Part II of the book gives you easy and practical steps to apply this approach and spread this thinking across an organization. In chapters 37, you’ll start to get good at using the five elements of RPT—vision, strategy, prioritization, execution and measurement, and culture.

Each of these chapters is designed to give you one practical tool—you could use any one of these tools by itself and start reaping the benefits. In fact, you may find it helpful to read through the entire book first before picking the tools that you think would be most beneficial and then work through the exercises one chapter at a time. While the chapters are organized linearly, your process of working through the exercises doesn’t have to be. As you develop your strategy, for example, you may realize that you need to go back and edit your vision.

The chapters contain the templates you need. But to make it easier to flip back and forth as you work through the exercises, you may want to print out the tool kit and use it alongside the book when you’re ready to do the exercises. You can download the printable tool kit for free from the RadicalProduct.com website.

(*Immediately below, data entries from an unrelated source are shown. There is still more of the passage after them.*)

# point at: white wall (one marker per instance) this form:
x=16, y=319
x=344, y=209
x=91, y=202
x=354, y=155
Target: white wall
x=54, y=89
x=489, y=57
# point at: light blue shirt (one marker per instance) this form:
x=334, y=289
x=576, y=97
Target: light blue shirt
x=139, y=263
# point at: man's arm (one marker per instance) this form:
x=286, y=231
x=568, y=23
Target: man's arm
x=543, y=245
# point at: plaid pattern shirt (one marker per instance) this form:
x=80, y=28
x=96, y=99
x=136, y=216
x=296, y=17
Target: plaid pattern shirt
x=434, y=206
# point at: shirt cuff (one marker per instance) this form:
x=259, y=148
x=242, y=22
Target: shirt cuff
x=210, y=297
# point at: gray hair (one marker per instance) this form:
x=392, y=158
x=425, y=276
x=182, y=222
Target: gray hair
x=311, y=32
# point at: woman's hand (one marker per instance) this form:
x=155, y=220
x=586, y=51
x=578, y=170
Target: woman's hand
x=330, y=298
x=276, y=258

The exercises are intended to help you apply RPT on a regular basis until these skills become muscle memory. At that point you’ll be able to apply this thinking intuitively and help your colleagues do the same.

Part III of the book explains the responsibility that comes with the superpower of building vision-driven products. Chapter 8 explains the concept of “digital pollution” and the unintended consequences of our products on society. Chapter 9 introduces the Hippocratic Oath of Product and how you can embrace the responsibility that comes with building successful products.

The book concludes with examples that will inspire you to apply this philosophy to any activity through which you want to create change. Creating world-changing products doesn’t have to be reserved for rare, visionary leaders—each of us can engineer change through vision-driven products.

I myself have applied Radical Product Thinking in the process of writing this book: it’s a product designed to create change. My goal is to make it easier for you to build dramatically better products that help you bring the world a little closer to the world you want to live in. I look forward to guiding you on this journey because your success will be the main metric for my own success.